The British pound remained fragile near a two-month low against the dollar yesterday and the yen hovered near six-week highs against the U.S. currency on worries Britain may leave the European Union in a referendum less than 10 days away. Some recent opinion polls have shown a lead for the "Leave" campaign, including a YouGov poll for The Times. While many market players are sceptical about the polling, recent poll results do seem to suggest that the "Leave" camp has gained momentum, making investors nervous. The British pound fell 0.7 percent to $1.4161, having set a two-month low of $1.4117 on Monday.
"Although those opinion polls were not necessarily reliable in the case of Scotland's referendum on its independence, the markets have been swayed by them recently," said Hideki Kishida, fixed income analyst at Nomura Securities.
As investors readied for a plunge in the pound by buying pound put options, implied volatilities have soared, with one-month volatility hitting an unprecedented level around 28 percent this week. Against the yen, which tends to rise at times when risk appetite falls, partly because of Japan's net creditor status.
The pound fell 1.2 percent to 149.85 yen according to Thomson Reuters data, having fallen to around 149.50 yen on Monday.
The yen is the strongest among G10 currencies so far this month, and traded at 105.83 per dollar, near Monday's six-week high of 105.735 to the dollar. A break of that level could lead to a test of its 18-month high of 105.55 set on May 3. Japanese Finance Minister Taro Aso issued a fresh warning against renewed strength in the yen on Tuesday, saying that he would "firmly respond" if rapid and speculative moves persisted in the foreign exchange market.
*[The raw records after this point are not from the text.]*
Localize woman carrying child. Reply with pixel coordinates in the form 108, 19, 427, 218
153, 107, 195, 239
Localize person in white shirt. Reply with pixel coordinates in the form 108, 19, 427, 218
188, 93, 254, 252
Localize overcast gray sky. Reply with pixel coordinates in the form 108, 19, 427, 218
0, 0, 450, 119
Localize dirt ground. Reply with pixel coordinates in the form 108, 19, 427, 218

The risk of yen-selling intervention by Japanese authorities is lending some support to the dollar against the yen, said Jack Siu, Hong Kong-based investment strategist for Credit Suisse Asia-Pacific. "Tokyo has been very vocal in recent weeks against more yen strength," Siu said.
The Bank of Japan's policy meeting on June 15-16 is a near-term focal point for the yen. The prevailing market expectation is for the BOJ to hold off from any additional monetary easing, said a trader for a Japanese bank in Singapore. The BOJ will probably stand pat, especially since the impact of any monetary easing at this point could be limited while the market is preoccupied by the Brexit risk, the trader said. The yen stood near a three-year high against the euro, which slipped 0.5 percent to 119.39 yen. On Monday, the euro had touched a low of 119.005 yen, a level last seen in February 2013. Against the dollar, the euro eased 0.1 percent to $1.1279 , staying above Monday's low of $1.1233. The euro is also vulnerable to threats of Brexit, which would hurt the euro zone economy and deal a serious blow to European integration. At the same time, however, the currency could be helped by safe-haven flows as the euro is often used as a funding currency for bets in riskier assets.